So, anybody who’s ever used printf() to debug GPU kernels must know these frustration:
If you print something, then print again, the lines won’t appear together since other threads’ printf()'s will likely come in-between;
Which means that you must combine all of your printing into a single instruction;
But you can’t do that for a variable-size structure;
… and you pine for having a sprintf() (or a C+±style stringstream).
And that’s not all: What if you want to write a printf wrapper, which, say, identifiers the current thread? You can write a varargs function in CUDA… but unfortunately, there is no vprintf which you can call inside your wrapper. So, you’re stuck with writing a macro. Blech :-(
Finally, maybe you want to flex your printf muscles: printf("%.*s\n", my_string) for example. or printf("%z\n", my_size); . Tough cookies, that’s not supported. Not to mention extra features outside of ISO C, like the super-useful support printing in binary.
It’s weird that CUDA has been around for, what, 13 years now, and nobody’s offered this (AFAICT). So, that period is now - almost - over. I’ve recently pushed an implementation of most of the printf() family of functions to the development branch of my cuda-kat library.
In a way, this is pretty mature code: It’s a porting of this stand-alone printf library for embedded systems, so it’s inherited a rather extensive set of unit tests. But even though these now pass when running in GPU kernels - that doesn’t test the behavior in a massively parallel environment.
So: I need some beta testers to try this out. So if you’re doing some kernel development work, and occasionally debug-print stuff… please consider giving it a spin.
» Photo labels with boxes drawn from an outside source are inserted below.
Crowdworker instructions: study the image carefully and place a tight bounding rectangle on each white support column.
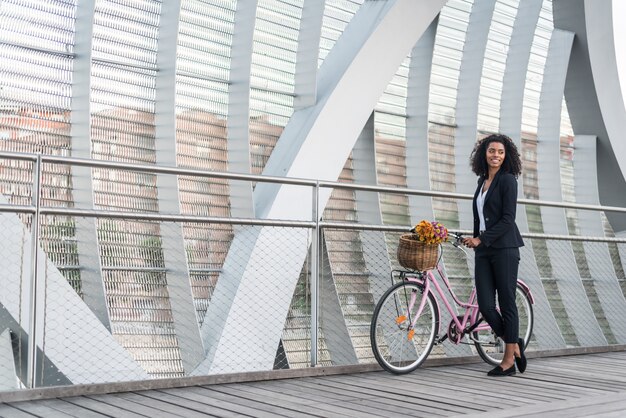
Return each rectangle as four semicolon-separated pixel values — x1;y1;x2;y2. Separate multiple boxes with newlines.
71;0;111;330
404;19;471;356
155;0;204;373
500;0;565;349
0;211;149;385
574;135;626;344
406;18;439;225
537;29;606;346
0;330;19;391
294;0;326;110
454;0;496;207
553;0;626;233
352;113;391;301
195;0;445;374
226;0;258;218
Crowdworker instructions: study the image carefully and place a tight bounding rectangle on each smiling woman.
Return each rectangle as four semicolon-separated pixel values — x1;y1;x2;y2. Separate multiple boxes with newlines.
463;134;526;376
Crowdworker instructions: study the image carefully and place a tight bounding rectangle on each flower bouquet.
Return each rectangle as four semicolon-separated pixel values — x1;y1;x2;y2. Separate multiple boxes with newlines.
398;220;448;271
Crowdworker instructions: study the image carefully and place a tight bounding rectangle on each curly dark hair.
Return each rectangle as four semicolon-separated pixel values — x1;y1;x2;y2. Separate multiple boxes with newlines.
470;134;522;178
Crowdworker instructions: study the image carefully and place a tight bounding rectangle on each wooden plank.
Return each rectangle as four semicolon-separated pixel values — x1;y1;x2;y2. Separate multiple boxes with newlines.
346;373;532;405
467;392;626;418
236;382;398;416
19;399;109;418
116;391;213;418
136;390;241;417
211;385;371;417
172;385;310;416
59;396;150;418
280;379;450;416
0;404;37;418
292;374;483;413
442;369;605;401
8;402;72;418
86;395;184;418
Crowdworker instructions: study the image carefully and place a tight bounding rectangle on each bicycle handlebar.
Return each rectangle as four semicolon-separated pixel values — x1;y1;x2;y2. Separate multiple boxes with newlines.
448;232;463;248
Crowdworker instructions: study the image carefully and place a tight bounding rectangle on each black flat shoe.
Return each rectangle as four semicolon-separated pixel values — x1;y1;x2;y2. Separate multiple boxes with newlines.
487;364;515;376
515;338;528;373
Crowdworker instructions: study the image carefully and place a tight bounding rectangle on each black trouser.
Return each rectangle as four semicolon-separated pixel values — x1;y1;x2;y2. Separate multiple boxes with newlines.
474;246;519;343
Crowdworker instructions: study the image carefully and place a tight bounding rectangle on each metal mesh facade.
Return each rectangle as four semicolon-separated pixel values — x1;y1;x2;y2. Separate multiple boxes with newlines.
0;0;626;389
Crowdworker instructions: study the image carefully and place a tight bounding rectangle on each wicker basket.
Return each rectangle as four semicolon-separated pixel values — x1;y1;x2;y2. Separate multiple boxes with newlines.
398;234;439;271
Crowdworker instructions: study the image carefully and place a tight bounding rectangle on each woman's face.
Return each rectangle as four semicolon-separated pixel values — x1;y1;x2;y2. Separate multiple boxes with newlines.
486;141;506;170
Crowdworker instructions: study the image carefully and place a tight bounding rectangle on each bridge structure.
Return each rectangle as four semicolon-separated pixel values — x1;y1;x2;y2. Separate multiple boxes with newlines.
0;0;626;416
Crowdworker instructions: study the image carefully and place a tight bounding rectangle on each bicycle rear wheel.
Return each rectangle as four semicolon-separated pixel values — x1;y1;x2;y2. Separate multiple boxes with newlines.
472;284;534;366
370;282;439;374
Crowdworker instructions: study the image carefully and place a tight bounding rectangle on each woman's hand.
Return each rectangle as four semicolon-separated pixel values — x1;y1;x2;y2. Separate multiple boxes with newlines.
463;237;480;248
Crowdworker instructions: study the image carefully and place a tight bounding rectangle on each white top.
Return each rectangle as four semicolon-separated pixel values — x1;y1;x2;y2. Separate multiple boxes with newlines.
476;189;489;232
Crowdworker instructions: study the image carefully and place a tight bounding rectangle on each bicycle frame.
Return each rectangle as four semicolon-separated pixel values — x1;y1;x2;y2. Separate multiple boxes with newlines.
400;265;490;343
392;264;535;344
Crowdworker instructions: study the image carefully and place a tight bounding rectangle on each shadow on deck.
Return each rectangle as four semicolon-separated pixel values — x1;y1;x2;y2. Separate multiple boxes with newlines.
0;351;626;418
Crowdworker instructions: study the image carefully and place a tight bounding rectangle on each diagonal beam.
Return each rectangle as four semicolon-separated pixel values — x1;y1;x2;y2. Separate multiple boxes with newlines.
195;0;445;373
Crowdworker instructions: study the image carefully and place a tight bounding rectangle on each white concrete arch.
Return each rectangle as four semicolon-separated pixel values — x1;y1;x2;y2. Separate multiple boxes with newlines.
195;0;445;374
537;29;606;346
499;0;565;349
554;0;626;234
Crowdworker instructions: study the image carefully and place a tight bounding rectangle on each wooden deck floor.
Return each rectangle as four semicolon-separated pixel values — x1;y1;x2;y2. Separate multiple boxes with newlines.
0;352;626;418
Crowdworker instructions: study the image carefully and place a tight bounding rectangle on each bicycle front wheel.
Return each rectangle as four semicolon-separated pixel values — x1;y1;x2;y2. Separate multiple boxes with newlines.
370;282;439;374
472;283;534;366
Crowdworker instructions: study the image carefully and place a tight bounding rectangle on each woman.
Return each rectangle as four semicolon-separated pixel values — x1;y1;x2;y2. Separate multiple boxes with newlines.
463;134;526;376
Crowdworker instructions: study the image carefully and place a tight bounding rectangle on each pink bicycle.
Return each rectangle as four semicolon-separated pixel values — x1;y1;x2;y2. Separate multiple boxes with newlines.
370;233;534;374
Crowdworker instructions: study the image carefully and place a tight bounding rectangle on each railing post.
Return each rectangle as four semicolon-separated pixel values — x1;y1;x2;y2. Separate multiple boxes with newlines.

Bugs/suggestions can obviously be filed either on the cuda-kat issue page or here.
It’s an independently-developed library. I really think something like this should have been part of CUDA itself, and I would definitely be open to collaborating with NVIDIA on beefing up the internal printf with the features of this library. Unfortunately, as I have experienced with my CUDA C++ API wrappers - NVIDIA is not too keen on such collaborations.
But - who knows? Maybe they might change their mind somehow. Hope springs eternal etc.
For now, I depend on satisfied users spreading the word about these libraries.